AUD/USD: China’s recovery and a dovish Fed to sustain gains into 2021 – Westpac
|The A$’s vaccine jolt higher has run into resistance around 0.73 this week. Equities are pausing for breath too, caught in a tug of war between medium-term vaccine optimism and tightening restrictions to curb covid spikes. But many currencies are still ploughing higher and A$’s commodity fundamentals remain in very good shape, per Westpac.
Key quotes
“The A$’s vaccine jolt higher has run into resistance around 0.73 this week. Global equities are pausing for breath too, caught in a tug of war between medium-term vaccine optimism and tightening restrictions to curb covid spikes. In recent days NYC schools were shuttered, California and Illinois reinstituted mitigation plans, Ohio imposed a statewide curfew and Tokyo raised their virus alert to its highest level. But many currencies are still forging higher and A$ has slipped to the bottom half of the G10 tables, ceding its usual outperformance position when the US$ broadly declines.”

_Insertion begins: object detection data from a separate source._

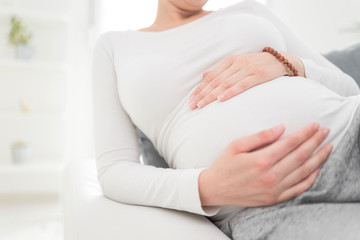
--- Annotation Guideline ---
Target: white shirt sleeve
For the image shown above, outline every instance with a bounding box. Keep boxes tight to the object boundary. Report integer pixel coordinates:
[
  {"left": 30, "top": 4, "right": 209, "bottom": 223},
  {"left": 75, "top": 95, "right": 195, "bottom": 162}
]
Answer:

“The RBA’s stepped-up pace of asset purchases may be one background factor capping the A$. Other headwinds include China’s intensifying threats to Australian exports, even as both nations sign the RCEP ‘free trade agreement’.”
“Yet the Bloomberg Commodity Index is holding near highs since March and iron ore is at 2 month highs above $125/tonne. China’s early control of Covid is helping cement a recovery that is continuing to gather pace. Industrial production grew 6.9% in October on levels a year ago, the third consecutive stronger than expected reading. A$’s commodity fundamentals remain in very good shape. Australia’s coronavirus picture remains very positive too, even with SA’s likely brief lockdown in response to a small number of cases. Victoria is opening up and encouragingly, jobs were already recovering in October, helping drive a stunning 179k job gain rather than the expected -30K.”
“The US$ is likely to breakdown to fresh lows at some point. US rebound momentum was already faltering and will surely slow further following the latest patchwork of local efforts to contain the virus’ spread. That, and reduced hopes for a large-scale fiscal stimulus that would have come with a blue wave US election outcome should see the Fed deliver a strong dovish message at their mid-December meeting.”